Después de hechos como los de París, donde el asesinato de los inocentes se debe al celo religioso de los asesinos, surge —se quiera o no— la pregunta de si las religiones deben existir en un mundo globalizado que quiere la paz y la prosperidad. Ante esos hechos, la primera respuesta que se antoja es que se necesita la pronta desaparición de todas las religiones.
La realidad es más compleja y las religiones no sólo no van a desaparecer, sino que incluso se van a expandir. Las estadísticas plantean que entre 1970 y 2050 el número de hindúes pase de 430 millones a 1,400 millones; el de los musulmanes de 550 millones a 2,700 millones y el de los cristianos de 1,250 millones a 2,900 millones, sin hacer mención al crecimiento de otras religiones.
Es evidente, como lo plantea Miroslav Volf, profesora de teología en la Universidad de Yale, que cualquier intento por erradicar a las religiones traería consigo “un derramamiento de sangre mayor al que las personas religiosas han perpetrado durante toda su larga historia”. Está claro que por ésa y otras muchas razones ése no puede ser el camino. La pregunta es, entonces, ¿qué se debe de hacer ante las religiones?
A pesar de hechos como los de París, la realidad cotidiana no evidencia que las religiones del mundo sean por naturaleza violentas y sí más bien lo contrario. Los estudiosos mencionan, para esto sí hay pruebas, que las religiones se vuelven violentas, no antes, en la medida del “nivel de identificación con un proyecto político y de su entrelazamiento con aquéllos que luchan por realizar y proteger ese proyecto”, asegura Volf. Son los dirigentes políticos los que utilizan a la religión para sus fines, y no al revés.
En la medida que las religiones son universalistas, sostienen el valor de la igualdad de todas las personas, sean o no creyentes. Afirman que la fe es una experiencia personal única que debe ser respetada en cada caso y que nadie la puede imponer u obligar. Asumen también la separación que debe haber entre la religión y el Estado. Las dos son espacios distintos y tienen autonomía uno del otro, aunque puede haber relación entre ambos.
Si bien es cierto que estos principios generales son compartidos por la gran mayoría de las religiones, también lo es que ciertos líderes políticos, creyentes de las mismas, no resisten la tentación de utilizar a la religión para la obtención de sus objetivos, que son ajenos a ésta. Existe también la tentación de algunos líderes religiosos que se quieren aprovechar del poder del Estado para imponer su religión a todos. La experiencia histórica en cualquier caso es desastrosa.
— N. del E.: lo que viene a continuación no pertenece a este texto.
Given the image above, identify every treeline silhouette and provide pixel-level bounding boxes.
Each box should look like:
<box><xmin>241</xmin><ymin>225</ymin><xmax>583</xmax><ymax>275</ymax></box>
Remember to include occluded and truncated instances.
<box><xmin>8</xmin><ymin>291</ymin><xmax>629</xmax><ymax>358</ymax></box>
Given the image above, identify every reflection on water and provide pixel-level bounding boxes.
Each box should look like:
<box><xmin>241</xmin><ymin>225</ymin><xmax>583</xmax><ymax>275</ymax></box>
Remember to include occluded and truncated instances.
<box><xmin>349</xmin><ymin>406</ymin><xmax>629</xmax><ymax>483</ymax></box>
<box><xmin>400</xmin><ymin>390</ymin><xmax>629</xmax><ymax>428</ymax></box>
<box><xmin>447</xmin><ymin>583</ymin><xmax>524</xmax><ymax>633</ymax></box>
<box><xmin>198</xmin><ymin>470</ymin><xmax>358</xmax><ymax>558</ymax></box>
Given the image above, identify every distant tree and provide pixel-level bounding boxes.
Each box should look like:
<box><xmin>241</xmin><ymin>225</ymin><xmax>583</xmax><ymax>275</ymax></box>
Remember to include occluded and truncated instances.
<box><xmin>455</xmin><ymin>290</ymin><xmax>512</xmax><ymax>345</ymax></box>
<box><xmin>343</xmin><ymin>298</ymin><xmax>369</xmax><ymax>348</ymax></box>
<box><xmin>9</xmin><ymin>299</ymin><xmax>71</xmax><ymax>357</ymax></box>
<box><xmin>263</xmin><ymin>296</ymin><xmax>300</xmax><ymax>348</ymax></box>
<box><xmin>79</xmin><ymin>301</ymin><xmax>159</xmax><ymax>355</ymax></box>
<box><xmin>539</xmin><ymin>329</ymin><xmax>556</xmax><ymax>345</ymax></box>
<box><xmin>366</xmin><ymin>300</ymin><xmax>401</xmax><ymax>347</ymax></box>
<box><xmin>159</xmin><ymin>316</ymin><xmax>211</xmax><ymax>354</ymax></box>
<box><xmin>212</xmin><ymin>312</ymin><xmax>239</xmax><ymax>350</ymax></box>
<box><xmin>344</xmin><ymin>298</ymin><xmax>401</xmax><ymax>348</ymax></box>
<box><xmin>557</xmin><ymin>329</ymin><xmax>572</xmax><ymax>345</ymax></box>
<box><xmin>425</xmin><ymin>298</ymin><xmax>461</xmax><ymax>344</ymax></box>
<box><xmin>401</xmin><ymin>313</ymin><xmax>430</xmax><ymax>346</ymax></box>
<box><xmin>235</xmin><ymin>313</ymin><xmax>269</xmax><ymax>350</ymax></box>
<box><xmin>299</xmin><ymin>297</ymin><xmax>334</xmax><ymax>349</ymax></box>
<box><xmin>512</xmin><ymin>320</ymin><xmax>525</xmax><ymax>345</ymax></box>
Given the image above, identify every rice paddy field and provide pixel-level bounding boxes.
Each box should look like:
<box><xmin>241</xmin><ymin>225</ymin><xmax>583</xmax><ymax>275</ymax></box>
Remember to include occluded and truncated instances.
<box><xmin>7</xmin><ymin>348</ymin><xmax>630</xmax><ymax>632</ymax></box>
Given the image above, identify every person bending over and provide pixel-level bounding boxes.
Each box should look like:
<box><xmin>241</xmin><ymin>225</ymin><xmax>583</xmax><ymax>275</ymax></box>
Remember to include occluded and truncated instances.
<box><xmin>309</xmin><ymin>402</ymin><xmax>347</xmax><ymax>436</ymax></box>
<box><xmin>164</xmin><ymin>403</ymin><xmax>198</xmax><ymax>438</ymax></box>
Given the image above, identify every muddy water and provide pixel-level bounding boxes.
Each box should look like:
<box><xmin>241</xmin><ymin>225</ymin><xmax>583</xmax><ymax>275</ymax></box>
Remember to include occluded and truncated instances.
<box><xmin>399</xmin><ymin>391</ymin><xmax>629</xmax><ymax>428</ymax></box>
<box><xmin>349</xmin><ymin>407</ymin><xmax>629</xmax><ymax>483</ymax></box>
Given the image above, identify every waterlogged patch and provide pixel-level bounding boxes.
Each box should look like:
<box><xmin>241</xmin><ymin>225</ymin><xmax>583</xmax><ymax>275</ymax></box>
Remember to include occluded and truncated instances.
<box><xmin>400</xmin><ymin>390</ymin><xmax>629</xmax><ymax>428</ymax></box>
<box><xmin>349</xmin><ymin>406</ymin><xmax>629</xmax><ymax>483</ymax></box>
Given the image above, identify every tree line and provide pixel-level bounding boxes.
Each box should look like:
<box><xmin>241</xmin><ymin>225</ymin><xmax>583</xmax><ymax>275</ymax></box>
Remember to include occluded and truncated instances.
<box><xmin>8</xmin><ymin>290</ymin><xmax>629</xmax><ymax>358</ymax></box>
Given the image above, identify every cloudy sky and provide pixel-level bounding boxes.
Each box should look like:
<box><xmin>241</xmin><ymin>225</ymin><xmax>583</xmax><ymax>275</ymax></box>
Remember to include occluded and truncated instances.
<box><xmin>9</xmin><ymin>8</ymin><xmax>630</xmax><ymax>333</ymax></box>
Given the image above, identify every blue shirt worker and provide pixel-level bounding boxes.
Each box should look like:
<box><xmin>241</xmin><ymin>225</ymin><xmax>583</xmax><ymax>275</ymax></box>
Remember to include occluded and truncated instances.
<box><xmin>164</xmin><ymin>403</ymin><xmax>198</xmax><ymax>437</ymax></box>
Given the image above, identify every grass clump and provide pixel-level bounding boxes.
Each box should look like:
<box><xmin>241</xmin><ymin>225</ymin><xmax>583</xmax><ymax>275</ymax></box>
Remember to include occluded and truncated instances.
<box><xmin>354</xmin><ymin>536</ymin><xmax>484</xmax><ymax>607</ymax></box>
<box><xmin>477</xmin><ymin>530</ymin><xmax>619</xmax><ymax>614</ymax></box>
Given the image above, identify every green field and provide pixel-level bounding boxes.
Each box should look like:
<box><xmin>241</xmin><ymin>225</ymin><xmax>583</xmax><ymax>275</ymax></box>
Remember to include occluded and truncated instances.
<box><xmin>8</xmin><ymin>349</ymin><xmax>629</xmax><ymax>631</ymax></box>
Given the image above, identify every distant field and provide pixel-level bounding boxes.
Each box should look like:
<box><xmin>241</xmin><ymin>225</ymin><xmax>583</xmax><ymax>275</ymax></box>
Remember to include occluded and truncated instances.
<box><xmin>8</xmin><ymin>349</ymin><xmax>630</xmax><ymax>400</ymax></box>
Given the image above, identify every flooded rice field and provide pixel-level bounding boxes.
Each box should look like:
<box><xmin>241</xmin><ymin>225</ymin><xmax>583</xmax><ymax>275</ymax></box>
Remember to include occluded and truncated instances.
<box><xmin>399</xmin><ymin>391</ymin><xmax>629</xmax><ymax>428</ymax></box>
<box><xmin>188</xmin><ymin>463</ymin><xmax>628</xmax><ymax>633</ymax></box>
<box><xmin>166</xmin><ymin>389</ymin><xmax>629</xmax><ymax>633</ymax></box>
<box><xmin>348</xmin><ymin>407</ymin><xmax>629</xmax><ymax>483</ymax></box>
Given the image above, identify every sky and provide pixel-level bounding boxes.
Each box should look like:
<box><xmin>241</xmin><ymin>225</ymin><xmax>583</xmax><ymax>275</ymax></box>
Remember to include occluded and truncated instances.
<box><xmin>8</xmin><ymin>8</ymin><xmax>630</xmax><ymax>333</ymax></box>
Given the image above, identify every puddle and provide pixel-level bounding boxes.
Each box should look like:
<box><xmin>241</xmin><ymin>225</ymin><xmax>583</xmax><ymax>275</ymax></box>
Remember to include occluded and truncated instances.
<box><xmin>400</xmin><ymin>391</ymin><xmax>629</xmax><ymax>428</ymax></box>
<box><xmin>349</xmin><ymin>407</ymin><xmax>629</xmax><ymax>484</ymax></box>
El camino a seguir es doble: de un lado, establecer mecanismos que garanticen siempre la separación de la religión y el Estado, al tiempo que éste asume un carácter laico, para garantizar la expresión, en igualdad de circunstancias, de todas las religiones. Y del otro, educar, tanto al Estado como las iglesias, en el respeto a la libertad, la autodeterminación y la dignidad del otro que debe ser visto como uno mismo. Evidentemente no es fácil, pero es posible. La erradicación de las religiones no es una posibilidad ahora, pero tampoco en el futuro.